Now, all the necessary contacts are unfolded on a full screen showing their status. It’s clear who you can contact right away. You don’t need to scroll down to find the desired contact. If you direct your cursor (thanks to the integration with Microsoft Exchange), you’ll see your colleague’s calendar. The bell button will notify when the contact comes back online. The preset short messages temples greatly accelerate communication.
While improving the system we came up with a name Easy Lync, which emphasized the simplicity of the program and the concept one-click actions.
In the beginning of 2015 we decided to upload Easy Lync to the Windows Store. According to the specifications, you cannot use Microsoft brand names in the name of an app so Easy Lync turned into EasyLy.
Ideas to improve EasyLy would not stop coming. The program developed. Bugs were fixed. We wanted to implement a bunch of functions, ‘to scratch’ chats in Lync and do them differently: better and more convenient. However, we were limited by Lync’s technical capabilities and its architecture. We had to think of something to break away from Lync, having it based on Lync, but with our own interface and functionality. We began to look for it. We studied a lot of articles and examples on MSDN. We found out that it could be done in Suppressed Mode, which allows you to ‘suppress’ Lync and make your own User Interface based on it. And we did it!
The best part had begun. This was new technology for us, so we had to learn fast from materials that were available online.
Frankly speaking, it was difficult. It was a turning point, a landmark even. We got to the point when Lync as it was didn’t exist anymore, and, thereafter, its capabilities. We had to catch up with Lync’s functionality. Quickly. Work was in full swing.
The first small victory was the implementation of a chat to EasyLy, when we overcame the whole UI of Microsoft Lync.

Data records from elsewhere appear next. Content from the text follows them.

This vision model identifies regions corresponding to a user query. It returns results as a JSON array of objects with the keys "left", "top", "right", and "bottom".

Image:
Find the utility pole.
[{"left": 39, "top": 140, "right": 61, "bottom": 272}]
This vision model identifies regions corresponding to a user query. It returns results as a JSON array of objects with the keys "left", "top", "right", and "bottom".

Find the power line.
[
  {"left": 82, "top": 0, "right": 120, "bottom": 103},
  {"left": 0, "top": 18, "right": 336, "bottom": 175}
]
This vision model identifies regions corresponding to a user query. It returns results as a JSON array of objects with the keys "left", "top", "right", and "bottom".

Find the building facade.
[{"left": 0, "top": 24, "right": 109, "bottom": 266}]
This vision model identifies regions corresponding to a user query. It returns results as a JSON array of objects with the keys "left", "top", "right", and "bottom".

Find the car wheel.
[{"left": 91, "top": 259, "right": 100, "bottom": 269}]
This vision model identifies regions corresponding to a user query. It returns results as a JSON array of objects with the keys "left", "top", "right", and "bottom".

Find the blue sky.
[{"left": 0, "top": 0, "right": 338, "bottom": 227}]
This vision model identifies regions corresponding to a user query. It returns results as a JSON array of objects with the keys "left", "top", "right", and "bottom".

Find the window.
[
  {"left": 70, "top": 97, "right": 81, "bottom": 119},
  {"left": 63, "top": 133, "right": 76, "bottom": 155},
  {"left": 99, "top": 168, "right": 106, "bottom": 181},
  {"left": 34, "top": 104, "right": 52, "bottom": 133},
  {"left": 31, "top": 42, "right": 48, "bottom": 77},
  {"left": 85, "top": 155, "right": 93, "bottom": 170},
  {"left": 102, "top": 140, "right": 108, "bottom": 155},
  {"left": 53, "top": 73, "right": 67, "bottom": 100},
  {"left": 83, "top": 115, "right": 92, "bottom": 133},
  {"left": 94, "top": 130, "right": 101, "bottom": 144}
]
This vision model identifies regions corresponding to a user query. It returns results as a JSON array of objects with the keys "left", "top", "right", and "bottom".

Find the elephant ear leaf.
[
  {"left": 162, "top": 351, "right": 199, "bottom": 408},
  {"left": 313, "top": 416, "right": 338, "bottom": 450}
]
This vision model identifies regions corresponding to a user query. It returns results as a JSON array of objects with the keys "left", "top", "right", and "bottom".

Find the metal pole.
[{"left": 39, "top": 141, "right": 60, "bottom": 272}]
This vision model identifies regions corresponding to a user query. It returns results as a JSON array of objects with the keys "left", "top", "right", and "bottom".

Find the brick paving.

After that, we managed to implement calls. Then we added screen sharing. It was quite rough, but still, it was sharing! Video calls came next. EasyLy started to get new features. We made something out of nothing. It seemed like some kind of magic to the non-technical part of our team.
The first beta-version was released in summer 2015. We called it EasyLy Corp, whilst our previous development, which was implemented as a separate Lync contacts’ panel, we renamed into EasyLy Lite.
EasyLy Corp was installed on all of our employees’ computers. EasyLy testing revealed narrow spots and bugs, our colleagues shared some new ideas, and we finally received feedback from users. First thing that they found impressive was that the whole chat history could be stored right in EasyLy. This may seem like a standard for messengers, but not so for Lync (Skype for Business).
Users started to like specific things about EasyLy: some liked multichats, while others notes to calls or pinned messages. A little more detail on the last one. Pinned messages are used to pin a message in a conversation as a topic for the further discussion in a dialogue or as a proof in case someone claims they ‘didn’t say that’. Just search inside the conversation (Ctrl+F, another little innovation from us, which Skype for Business lacks) and pin the contact’s quote so that they can’t wriggle out of it :)
We keep on ‘polishing up’ EasyLy Corp for business tasks, so it would be easier to do them. The simplicity and brightness of EasyLy are reflected in its interface, the logical interactions with the program, as well as its set of functions. We have created new use cases, which were lacking in Lync.